Great point, should mention not looking to add a tube, just wondering if any value in spending my time or money on different pellets in general.


----------



## MNholla (Apr 9, 2019)

I have the nearly identical question. Would these be ok to use in my A-MAZE-N? Or, could I use these to mix with flavored pellets?


----------



## bregent (Apr 9, 2019)

jlud said:


> My question is, given those limitations does it even matter what type you use or if any flavor provides the most smoke flavoring?



I have done blind tasting, and others have as well, and the conclusion is that nobody can tell the difference between different wood species on a pellet grill. However, hickory does seem to provide the strongest smoke flavor. The flavor is not different than the other pellets, just more of it. The one notable exception to this is mesquite which does give a stronger and more unique flavor.   

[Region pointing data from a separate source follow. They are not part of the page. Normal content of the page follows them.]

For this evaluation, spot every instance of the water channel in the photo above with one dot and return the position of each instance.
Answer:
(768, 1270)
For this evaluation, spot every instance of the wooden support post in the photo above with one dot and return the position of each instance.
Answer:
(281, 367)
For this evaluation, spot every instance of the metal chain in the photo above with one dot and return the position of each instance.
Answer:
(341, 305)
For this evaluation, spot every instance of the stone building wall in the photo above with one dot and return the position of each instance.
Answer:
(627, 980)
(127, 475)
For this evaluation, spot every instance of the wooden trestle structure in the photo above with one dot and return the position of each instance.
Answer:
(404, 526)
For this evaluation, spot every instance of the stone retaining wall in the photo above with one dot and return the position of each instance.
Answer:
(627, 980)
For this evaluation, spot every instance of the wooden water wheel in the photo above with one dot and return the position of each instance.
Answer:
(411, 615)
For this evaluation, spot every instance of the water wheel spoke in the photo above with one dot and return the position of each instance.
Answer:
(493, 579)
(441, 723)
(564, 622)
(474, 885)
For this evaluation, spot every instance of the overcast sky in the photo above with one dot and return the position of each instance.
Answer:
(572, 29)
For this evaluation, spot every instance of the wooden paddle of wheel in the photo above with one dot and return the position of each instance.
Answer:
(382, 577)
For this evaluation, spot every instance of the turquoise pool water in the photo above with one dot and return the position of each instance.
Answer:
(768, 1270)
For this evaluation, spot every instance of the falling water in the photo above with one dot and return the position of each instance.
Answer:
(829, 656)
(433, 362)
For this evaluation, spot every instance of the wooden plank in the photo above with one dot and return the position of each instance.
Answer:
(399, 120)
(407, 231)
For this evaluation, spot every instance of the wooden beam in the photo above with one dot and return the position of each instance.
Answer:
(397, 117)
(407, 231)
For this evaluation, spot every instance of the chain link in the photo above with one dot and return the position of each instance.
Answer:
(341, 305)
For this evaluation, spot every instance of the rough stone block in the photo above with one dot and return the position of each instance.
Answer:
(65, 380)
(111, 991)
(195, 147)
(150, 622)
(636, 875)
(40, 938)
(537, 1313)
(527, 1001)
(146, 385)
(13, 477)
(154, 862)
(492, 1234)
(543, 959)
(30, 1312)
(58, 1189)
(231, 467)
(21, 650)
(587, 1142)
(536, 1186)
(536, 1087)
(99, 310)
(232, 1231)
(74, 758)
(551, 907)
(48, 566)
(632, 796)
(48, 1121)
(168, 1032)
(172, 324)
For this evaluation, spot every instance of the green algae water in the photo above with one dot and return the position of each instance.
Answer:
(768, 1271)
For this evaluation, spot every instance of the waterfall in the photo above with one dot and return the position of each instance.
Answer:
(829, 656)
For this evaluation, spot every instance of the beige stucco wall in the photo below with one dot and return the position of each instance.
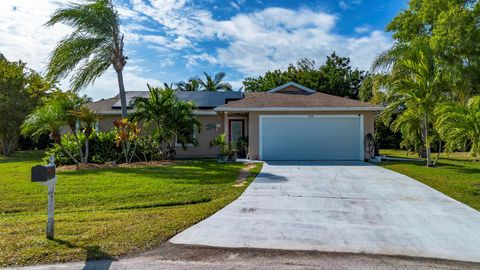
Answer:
(204, 138)
(253, 126)
(106, 122)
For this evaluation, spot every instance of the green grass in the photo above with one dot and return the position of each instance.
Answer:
(455, 175)
(105, 213)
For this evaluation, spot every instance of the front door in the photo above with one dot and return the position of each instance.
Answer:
(236, 130)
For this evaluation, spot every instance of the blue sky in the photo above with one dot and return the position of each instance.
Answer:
(173, 40)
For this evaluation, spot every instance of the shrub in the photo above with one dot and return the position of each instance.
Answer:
(103, 148)
(61, 158)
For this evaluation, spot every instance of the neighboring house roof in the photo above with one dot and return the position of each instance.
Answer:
(268, 101)
(203, 100)
(287, 97)
(283, 86)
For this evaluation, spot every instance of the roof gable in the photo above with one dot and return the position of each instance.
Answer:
(291, 87)
(202, 99)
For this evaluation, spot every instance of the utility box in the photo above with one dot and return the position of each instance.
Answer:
(43, 173)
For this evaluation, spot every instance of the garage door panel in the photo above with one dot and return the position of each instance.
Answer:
(305, 138)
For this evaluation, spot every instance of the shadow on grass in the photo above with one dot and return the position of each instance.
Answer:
(459, 168)
(96, 257)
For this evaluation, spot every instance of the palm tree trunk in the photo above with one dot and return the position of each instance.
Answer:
(86, 149)
(123, 98)
(438, 154)
(427, 145)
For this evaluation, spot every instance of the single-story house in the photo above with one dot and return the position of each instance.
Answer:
(289, 122)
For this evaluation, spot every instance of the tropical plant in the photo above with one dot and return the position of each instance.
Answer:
(49, 118)
(459, 126)
(191, 85)
(21, 90)
(226, 149)
(414, 87)
(214, 84)
(127, 134)
(94, 45)
(87, 120)
(172, 119)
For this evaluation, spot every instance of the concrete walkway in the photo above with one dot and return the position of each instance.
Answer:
(342, 207)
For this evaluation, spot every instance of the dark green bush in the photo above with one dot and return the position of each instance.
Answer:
(61, 158)
(103, 149)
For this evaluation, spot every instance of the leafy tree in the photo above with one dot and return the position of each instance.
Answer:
(191, 85)
(172, 119)
(414, 88)
(48, 118)
(94, 45)
(450, 29)
(127, 134)
(459, 126)
(21, 90)
(214, 84)
(335, 77)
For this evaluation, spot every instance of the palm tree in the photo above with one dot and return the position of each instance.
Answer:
(172, 119)
(191, 85)
(414, 87)
(94, 45)
(87, 119)
(459, 126)
(49, 118)
(214, 84)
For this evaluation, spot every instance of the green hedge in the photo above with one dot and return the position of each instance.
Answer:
(102, 149)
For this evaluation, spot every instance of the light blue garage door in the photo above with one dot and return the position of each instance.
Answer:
(311, 137)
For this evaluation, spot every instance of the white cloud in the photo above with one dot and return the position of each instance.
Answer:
(362, 29)
(270, 39)
(195, 60)
(263, 40)
(24, 36)
(346, 4)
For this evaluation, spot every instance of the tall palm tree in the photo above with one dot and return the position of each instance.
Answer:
(414, 87)
(191, 85)
(94, 45)
(459, 126)
(49, 118)
(214, 84)
(172, 119)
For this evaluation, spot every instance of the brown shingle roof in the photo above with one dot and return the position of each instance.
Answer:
(316, 100)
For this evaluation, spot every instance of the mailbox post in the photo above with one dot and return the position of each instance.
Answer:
(45, 175)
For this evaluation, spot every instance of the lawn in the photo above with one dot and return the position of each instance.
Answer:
(105, 213)
(455, 175)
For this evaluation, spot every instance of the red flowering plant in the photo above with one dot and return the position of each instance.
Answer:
(127, 134)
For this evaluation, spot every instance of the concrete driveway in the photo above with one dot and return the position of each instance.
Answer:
(342, 207)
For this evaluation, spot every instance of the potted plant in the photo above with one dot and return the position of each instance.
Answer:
(226, 152)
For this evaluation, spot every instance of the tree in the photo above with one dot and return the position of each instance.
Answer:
(450, 29)
(459, 126)
(87, 120)
(191, 85)
(172, 119)
(94, 45)
(48, 118)
(21, 90)
(414, 87)
(214, 84)
(335, 77)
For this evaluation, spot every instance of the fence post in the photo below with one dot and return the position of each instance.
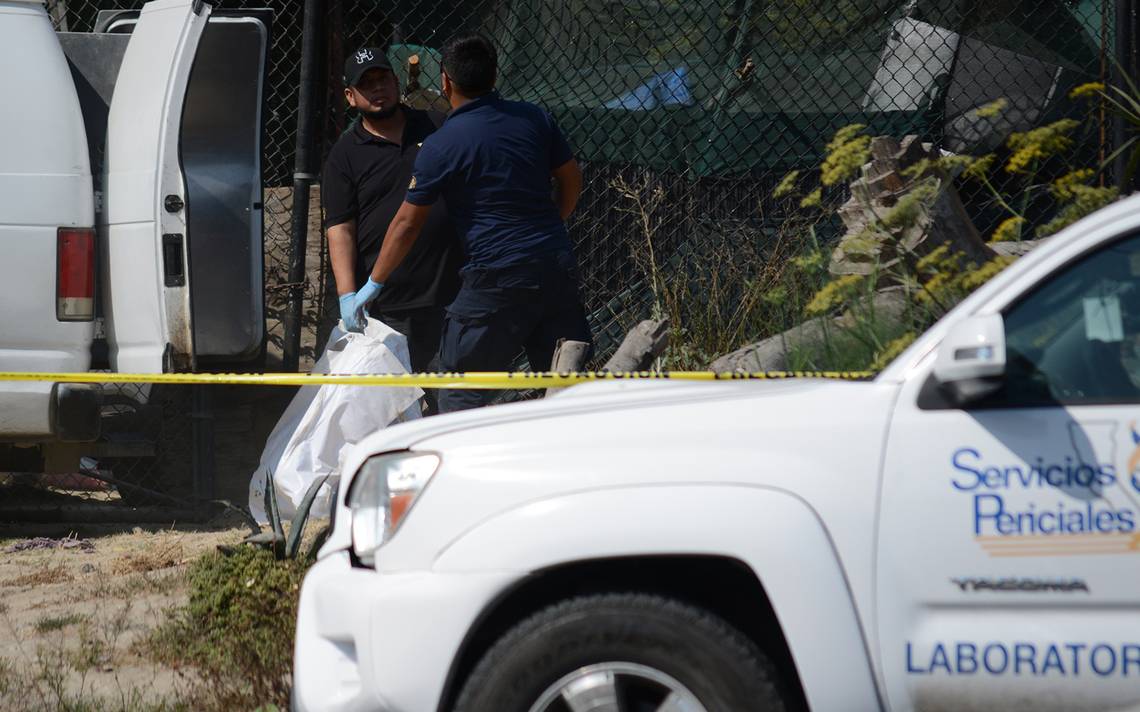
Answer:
(1125, 54)
(302, 178)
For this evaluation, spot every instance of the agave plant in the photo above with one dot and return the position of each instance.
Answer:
(275, 539)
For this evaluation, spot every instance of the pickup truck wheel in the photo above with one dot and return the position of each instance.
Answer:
(623, 653)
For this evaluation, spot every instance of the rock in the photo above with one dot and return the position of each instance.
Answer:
(1014, 248)
(771, 354)
(882, 186)
(642, 344)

Where are you located? If you're burning a lot, consider a group buy of Lumberjack. Depending on where you are located you should be able to get them more 40 cents or less per lb.


----------



## daveomak (Apr 9, 2019)

Flame consumes smoke...  Flame also makes for higher temperatures....  That's why a pellet smoker can get high temps..


----------



## Misplaced Nebraskan (Apr 9, 2019)

for pellets, the main difference in brands is quality, filler wood, BTUs produced, and pellet size.  I have not run any tests but I stick with B&B (rebranded lumberjack iirc) as it's readily available close by.  I need to bulk order some pellets at some point.  Most likely Lumberjack.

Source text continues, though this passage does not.